Excluding non HTML files from Google

Excluding non HTML files from Google
Google has announced a new initiative for excluding non HTML files from Google (27 July 2007). We have Robots.txt where we can exclude files, we have meta robots lines in html code where we can direct Google to exclude pages from Google. But how about non HTML documents? Where can we put meta robots lines in their code?

The new Robots exclusion protocol allows for HTTP header instructions to be used when serving the file.

The HTTP header directives can be served when displaying PDF files, video, word, excel, xml, flash... and many other non HTML file types.

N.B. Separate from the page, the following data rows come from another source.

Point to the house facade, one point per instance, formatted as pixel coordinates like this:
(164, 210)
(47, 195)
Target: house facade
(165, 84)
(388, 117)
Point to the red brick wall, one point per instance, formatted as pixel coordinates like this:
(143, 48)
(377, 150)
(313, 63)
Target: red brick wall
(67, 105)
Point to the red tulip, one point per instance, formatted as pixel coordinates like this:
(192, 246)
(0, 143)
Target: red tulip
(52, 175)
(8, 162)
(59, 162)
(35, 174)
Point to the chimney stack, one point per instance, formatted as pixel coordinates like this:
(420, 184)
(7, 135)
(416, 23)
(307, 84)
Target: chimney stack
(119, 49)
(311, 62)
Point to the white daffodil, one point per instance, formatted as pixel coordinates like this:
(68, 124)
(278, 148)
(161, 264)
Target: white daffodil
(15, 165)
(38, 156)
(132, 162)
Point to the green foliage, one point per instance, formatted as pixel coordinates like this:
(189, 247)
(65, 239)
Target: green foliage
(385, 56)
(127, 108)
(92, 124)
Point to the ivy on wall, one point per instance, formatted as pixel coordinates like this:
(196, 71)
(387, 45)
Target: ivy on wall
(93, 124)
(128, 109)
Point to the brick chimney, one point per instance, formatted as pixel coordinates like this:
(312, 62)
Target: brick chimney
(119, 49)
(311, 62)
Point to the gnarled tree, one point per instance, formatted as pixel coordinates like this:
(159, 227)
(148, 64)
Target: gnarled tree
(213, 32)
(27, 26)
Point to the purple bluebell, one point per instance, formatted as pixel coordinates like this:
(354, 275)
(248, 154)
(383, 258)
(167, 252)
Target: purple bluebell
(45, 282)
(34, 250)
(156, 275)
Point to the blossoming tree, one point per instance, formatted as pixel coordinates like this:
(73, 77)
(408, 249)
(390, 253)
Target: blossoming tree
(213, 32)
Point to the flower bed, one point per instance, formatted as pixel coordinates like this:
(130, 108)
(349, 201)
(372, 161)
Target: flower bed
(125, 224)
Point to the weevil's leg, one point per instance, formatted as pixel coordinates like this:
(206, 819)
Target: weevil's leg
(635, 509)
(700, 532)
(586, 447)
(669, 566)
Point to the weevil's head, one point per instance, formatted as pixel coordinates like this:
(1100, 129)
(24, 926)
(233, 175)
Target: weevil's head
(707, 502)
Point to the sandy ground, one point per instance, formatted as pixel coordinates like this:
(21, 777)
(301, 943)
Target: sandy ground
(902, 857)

We've extended our support for META tags so they can now be associated with any file. Simply add any supported META tag to a new X-Robots-Tag directive in the HTTP Header used to serve the file. Here are some illustrative examples:

* Don't display a cache link or snippet for this item in the Google search results:
X-Robots-Tag: noarchive, nosnippet

* Don't include this document in the Google search results:
X-Robots-Tag: noindex

* Tell us that a document will be unavailable after 7th July 2007, 4:30pm GMT:
X-Robots-Tag: unavailable_after: 7 Jul 2007 16:30:00 GMT

Sometimes you may not want to tell people about the existence of certain files via the robots.txt files. You may wish the files to be accessible on your website, say by emailing selected people about them. It might be easier to add robots exclusions on a file by file basis rather than having an ever expanding robots.txt file.So if you add the HTTP Headers when you serve the file, you can make sure that if anyone does happen to link to the file, it will be excluded from the search results.

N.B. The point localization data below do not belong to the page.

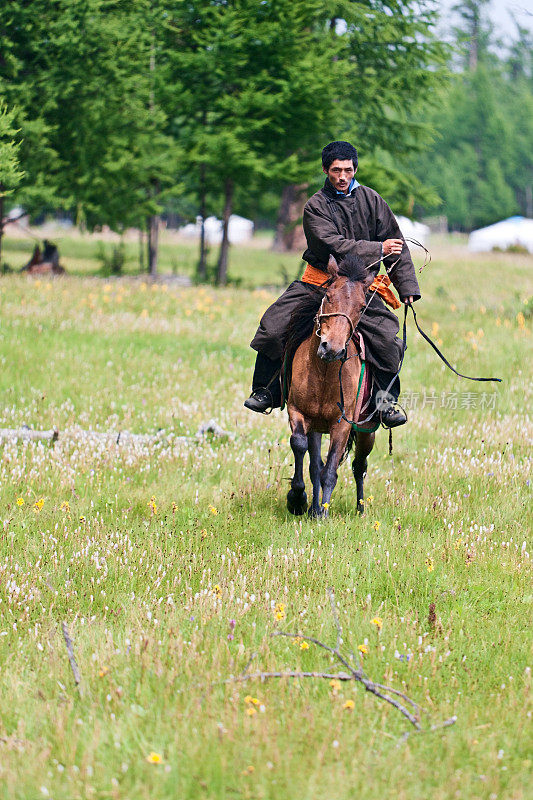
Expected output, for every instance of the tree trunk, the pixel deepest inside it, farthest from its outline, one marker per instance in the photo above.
(201, 271)
(141, 250)
(153, 242)
(1, 222)
(289, 232)
(222, 266)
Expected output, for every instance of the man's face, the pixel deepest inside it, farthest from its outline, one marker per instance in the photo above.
(340, 174)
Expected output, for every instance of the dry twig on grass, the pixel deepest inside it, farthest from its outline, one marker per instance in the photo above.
(71, 656)
(385, 693)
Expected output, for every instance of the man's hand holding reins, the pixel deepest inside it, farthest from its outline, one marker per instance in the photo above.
(392, 247)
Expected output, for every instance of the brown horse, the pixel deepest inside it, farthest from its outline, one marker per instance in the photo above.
(314, 392)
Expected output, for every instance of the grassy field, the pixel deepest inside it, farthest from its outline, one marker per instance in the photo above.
(173, 560)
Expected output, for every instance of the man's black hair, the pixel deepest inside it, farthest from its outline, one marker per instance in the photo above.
(341, 150)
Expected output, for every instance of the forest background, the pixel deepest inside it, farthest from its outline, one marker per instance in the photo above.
(120, 113)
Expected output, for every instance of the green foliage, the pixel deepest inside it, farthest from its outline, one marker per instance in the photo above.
(148, 588)
(481, 163)
(10, 173)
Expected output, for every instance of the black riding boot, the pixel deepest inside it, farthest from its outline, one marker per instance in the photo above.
(386, 398)
(266, 389)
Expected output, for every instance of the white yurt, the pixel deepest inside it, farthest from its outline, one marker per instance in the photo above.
(413, 230)
(508, 232)
(240, 229)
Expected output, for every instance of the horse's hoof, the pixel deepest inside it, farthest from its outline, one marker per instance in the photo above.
(315, 513)
(296, 502)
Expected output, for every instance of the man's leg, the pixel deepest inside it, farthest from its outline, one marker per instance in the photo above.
(269, 341)
(379, 327)
(266, 388)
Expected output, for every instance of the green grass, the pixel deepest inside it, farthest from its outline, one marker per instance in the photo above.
(148, 596)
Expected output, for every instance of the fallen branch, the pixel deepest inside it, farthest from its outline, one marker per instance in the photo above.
(118, 437)
(71, 656)
(385, 693)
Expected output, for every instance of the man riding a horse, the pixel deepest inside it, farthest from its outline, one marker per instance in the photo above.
(343, 219)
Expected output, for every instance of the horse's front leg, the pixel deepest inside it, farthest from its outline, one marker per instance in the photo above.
(363, 446)
(337, 443)
(315, 469)
(296, 497)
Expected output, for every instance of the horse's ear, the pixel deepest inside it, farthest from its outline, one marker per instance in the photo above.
(333, 267)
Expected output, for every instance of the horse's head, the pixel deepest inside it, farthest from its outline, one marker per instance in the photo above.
(342, 306)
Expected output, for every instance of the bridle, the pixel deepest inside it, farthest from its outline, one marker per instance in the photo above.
(320, 316)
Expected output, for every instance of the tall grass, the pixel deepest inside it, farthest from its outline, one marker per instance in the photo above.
(167, 557)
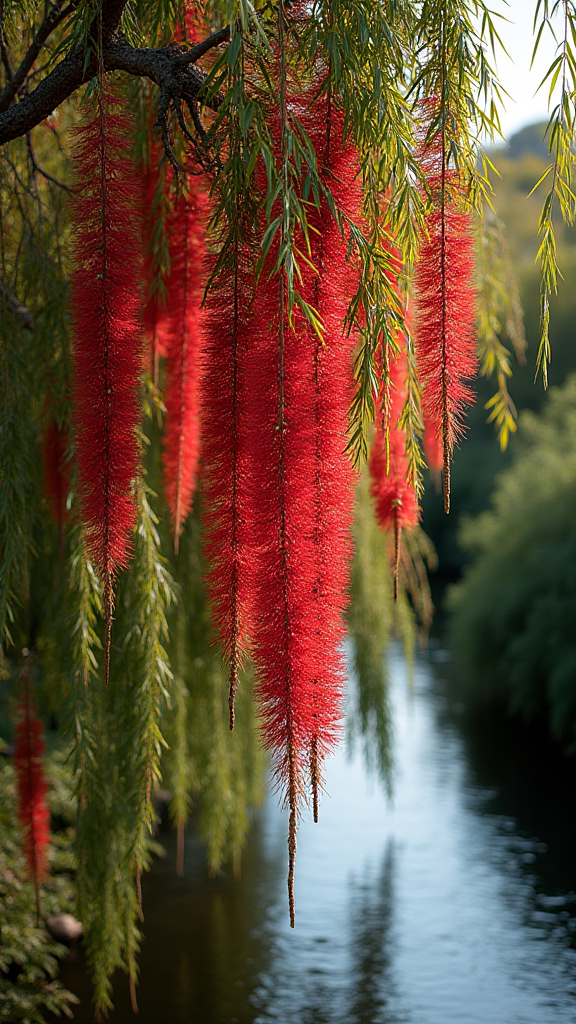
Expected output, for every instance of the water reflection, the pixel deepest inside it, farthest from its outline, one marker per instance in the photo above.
(373, 938)
(453, 904)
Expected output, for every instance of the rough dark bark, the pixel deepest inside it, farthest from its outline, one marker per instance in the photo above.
(52, 18)
(170, 68)
(159, 66)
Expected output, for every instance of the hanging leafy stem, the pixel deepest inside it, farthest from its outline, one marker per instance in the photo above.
(559, 174)
(499, 316)
(339, 145)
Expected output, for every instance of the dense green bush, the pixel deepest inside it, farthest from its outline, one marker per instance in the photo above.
(512, 615)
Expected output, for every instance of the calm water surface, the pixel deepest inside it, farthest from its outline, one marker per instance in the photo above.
(455, 904)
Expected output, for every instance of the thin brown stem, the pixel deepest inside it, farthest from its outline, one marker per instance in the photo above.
(180, 840)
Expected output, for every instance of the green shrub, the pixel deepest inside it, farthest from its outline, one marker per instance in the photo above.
(512, 616)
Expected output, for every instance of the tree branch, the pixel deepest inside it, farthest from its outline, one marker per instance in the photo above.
(157, 65)
(194, 54)
(51, 20)
(21, 312)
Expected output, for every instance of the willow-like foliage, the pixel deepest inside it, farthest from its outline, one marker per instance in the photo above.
(215, 774)
(237, 110)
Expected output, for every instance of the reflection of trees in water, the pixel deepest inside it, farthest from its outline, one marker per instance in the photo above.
(370, 625)
(372, 942)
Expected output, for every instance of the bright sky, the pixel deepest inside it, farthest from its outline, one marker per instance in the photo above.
(524, 107)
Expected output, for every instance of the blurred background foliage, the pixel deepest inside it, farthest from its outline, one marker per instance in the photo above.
(512, 614)
(479, 459)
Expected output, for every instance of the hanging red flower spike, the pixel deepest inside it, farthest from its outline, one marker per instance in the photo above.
(184, 339)
(445, 306)
(299, 484)
(32, 787)
(155, 305)
(228, 332)
(107, 337)
(330, 290)
(396, 501)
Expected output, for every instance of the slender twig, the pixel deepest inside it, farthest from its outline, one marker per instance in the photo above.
(22, 313)
(194, 54)
(51, 20)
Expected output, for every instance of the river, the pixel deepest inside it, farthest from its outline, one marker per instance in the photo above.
(454, 903)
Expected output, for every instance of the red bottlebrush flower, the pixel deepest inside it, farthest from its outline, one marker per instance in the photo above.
(184, 337)
(445, 306)
(56, 476)
(330, 291)
(107, 344)
(434, 450)
(228, 332)
(299, 498)
(155, 306)
(32, 786)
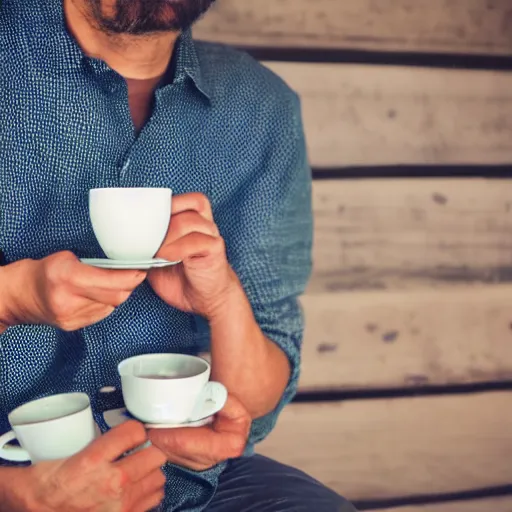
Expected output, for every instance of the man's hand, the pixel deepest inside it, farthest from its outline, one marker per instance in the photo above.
(94, 480)
(62, 292)
(200, 283)
(204, 447)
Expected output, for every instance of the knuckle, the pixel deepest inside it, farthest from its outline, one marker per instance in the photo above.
(237, 446)
(134, 432)
(120, 298)
(202, 200)
(159, 479)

The following would let you serve a file of a different filename from the one named in the file structure.

header('X-Robots-Tag: noarchive, nosnippet'); // the Google robots instructions
header('Content-Type: application/msword'); // application/zip or application/pdf etc
header('Content-Disposition: attachment; ' .'filename="'.$different_filename.'"');
readfile('/path/to/files/' . $filename);

See examples of HTTP headers on Understanding HTTP Headers

Google PR Conservation and Robots exclusion

Adding a robots.txt or HTTP_Header exclusion will not conserve Google PR. To conserve Google PR, links need to have the rel=nofollow tag on them. Otherwise, all files linked to get Google PR assigned to them, they just may not be indexed given the robots exclusions applied to them.